Today is the fortieth anniversary of my father’s sudden death. I’ve never been able to ignore this anniversary, not least because it marks the day my childhood ended. Despite now being in my fifties, at times of extreme difficulty, I speak to the black and white photo I have of my parents taken on their wedding day and ask them: “If you have any influence, wherever you are now, help me, please.”
That embarrassing admission shows how, when life is challenging, no matter how old we are, there’s often still a yearning for Mum and Dad to sort it all out.
As children, we suppose our parents know the answers to everything – I certainly didn’t realise Dad was still learning himself until he returned from a business trip to Moscow when I was about six and I asked him to speak to me in Russian. When he told me he couldn’t do that, I simply asked him to speak to me in Chinese instead. Sensing my disappointment in his linguistic abilities, Dad saved the day by offering to show me how to write the Russian alphabet, although he likely made up most of the letters on the spot.
For the past five years, I’ve been older than Dad ever lived to be.
I’m older than my dad! Is it strange how his influence still informs the way I think and behave in a world he wouldn’t recognise? Probably not. While I’ve had to stick the memories others have of my dad to my own memories in order to find his true character, his essence is with me in his moral code and values. I look up to him and often ask myself what he would think. I imagine he would be intrigued by the Mac I’m typing at now when the computer he grappled with in the ’70s filled a room. I expect he would marvel at the mobile phones we carry, having begun his career as a telephone engineer.
On reaching the age of sixty, my elder brother told me how he still follows Dad’s guidance by striving to be the son he would have been proud of. Perhaps it’s easier for Marcus to imagine Dad’s responses to all those achievements and milestones because of the brief friendship they shared as Marcus began maturing into a young man – before it suddenly stopped.

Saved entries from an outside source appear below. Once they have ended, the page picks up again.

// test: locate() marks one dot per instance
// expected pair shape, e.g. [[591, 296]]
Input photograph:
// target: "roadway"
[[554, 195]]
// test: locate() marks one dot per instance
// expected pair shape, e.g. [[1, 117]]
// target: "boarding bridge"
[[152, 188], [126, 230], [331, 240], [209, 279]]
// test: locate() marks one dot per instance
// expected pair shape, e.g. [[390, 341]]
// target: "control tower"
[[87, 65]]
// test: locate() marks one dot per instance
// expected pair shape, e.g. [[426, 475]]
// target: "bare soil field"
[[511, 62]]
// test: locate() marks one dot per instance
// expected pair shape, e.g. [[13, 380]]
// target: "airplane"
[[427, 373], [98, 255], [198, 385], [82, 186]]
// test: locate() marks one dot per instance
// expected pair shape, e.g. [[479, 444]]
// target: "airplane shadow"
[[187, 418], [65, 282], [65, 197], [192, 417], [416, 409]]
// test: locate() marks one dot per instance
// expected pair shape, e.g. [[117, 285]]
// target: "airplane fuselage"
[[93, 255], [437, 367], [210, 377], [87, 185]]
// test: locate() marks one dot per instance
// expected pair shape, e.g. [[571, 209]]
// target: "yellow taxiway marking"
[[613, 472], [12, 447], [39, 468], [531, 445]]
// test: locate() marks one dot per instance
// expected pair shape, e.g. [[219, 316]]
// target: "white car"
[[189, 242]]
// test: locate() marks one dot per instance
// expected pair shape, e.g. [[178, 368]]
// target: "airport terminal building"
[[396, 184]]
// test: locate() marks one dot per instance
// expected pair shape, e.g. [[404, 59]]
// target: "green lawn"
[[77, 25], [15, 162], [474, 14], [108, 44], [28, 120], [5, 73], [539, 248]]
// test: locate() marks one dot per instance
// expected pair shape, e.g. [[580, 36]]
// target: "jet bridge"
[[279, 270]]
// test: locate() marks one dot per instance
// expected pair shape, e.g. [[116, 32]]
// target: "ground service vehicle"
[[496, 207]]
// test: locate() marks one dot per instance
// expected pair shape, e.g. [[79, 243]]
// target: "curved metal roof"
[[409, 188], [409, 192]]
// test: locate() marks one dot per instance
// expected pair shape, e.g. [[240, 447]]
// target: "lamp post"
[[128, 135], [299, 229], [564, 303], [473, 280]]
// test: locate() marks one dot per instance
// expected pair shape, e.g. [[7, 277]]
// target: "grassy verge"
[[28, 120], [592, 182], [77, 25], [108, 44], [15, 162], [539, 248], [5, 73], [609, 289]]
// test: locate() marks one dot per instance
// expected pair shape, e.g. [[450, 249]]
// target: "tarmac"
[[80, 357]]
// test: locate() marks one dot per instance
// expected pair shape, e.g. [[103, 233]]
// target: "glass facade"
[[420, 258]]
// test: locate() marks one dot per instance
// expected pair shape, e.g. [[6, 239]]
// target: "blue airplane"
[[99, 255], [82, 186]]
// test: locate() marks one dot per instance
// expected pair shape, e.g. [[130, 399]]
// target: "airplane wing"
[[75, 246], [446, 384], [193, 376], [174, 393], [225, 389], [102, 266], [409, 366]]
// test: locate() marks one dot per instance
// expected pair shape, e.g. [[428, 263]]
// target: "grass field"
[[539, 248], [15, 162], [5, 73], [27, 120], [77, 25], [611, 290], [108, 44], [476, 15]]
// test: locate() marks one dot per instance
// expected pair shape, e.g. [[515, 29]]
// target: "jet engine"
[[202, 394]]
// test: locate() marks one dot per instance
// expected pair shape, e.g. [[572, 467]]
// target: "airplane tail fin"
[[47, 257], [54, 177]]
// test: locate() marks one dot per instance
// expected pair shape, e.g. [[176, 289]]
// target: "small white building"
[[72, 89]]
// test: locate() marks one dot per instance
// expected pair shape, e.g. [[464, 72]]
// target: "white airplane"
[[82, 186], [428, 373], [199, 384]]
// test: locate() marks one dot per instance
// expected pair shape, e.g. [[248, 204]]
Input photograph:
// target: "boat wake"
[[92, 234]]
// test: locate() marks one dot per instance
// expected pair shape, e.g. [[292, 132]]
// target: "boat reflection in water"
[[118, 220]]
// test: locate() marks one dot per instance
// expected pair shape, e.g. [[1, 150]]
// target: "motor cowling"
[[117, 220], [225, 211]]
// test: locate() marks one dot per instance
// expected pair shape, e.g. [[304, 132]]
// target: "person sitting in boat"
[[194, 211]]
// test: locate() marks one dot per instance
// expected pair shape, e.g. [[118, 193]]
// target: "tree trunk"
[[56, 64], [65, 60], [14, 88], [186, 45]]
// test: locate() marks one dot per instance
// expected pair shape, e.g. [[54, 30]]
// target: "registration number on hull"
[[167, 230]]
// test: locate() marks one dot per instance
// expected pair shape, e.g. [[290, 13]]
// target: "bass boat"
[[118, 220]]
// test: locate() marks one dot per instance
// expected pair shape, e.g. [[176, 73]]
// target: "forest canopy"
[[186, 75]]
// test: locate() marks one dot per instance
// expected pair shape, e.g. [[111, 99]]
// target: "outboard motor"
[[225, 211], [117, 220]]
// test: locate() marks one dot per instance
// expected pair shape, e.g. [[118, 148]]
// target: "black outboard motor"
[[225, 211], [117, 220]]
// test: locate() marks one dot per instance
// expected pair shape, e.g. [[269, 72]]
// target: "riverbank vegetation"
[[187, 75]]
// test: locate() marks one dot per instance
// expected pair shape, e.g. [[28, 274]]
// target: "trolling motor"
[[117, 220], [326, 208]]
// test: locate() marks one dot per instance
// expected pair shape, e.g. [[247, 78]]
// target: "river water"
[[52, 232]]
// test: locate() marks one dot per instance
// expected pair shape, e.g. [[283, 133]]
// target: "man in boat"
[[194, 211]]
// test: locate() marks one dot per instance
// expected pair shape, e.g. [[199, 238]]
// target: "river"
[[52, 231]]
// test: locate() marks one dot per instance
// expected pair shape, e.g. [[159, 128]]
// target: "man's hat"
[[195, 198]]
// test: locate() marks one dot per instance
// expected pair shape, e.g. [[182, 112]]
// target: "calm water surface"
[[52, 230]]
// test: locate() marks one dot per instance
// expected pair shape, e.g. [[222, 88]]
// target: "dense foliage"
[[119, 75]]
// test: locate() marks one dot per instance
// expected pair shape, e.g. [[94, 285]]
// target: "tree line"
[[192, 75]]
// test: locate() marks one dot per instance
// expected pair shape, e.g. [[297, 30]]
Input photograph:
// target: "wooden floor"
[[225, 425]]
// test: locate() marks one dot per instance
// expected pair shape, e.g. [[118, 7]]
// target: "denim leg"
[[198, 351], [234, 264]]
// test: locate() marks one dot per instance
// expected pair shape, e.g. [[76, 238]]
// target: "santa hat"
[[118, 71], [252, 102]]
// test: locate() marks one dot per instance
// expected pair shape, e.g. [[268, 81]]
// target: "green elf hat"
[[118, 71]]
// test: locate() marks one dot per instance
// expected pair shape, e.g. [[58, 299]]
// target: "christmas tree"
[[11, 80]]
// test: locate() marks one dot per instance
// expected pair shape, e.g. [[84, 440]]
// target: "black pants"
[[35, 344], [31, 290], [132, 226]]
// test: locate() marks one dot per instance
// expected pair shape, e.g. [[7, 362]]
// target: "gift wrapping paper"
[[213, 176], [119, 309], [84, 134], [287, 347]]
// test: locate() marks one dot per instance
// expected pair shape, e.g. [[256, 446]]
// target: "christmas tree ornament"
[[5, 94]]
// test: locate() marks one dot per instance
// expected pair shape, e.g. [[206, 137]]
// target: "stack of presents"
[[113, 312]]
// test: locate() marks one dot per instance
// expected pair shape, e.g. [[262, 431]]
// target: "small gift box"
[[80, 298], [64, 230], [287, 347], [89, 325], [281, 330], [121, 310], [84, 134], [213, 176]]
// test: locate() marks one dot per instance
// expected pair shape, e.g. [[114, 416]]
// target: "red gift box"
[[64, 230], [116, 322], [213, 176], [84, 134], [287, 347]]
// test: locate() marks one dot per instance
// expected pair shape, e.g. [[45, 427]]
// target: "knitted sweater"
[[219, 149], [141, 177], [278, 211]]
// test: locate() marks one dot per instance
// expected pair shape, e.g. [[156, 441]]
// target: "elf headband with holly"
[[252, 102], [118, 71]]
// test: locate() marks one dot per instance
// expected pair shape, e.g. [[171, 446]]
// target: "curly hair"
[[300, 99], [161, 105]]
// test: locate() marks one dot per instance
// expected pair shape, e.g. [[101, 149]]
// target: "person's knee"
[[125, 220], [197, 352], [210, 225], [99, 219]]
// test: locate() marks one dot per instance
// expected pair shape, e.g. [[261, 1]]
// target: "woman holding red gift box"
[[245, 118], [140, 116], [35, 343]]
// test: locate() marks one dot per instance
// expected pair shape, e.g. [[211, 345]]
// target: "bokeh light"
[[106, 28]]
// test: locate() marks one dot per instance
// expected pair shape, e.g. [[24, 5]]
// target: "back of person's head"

But no matter how hard my brother tries, and no matter how good we are, we’ll never get Dad back.
He’s still my senior, above me in the family hierarchy which may seem odd now that I’m a nana and at the generational top of my own family. We are still connected and there are many times connections are made. Today I had a look online at the Russian alphabet. The word ‘Nana’ translates as ‘Dad’ and I’m happy to have learned that today.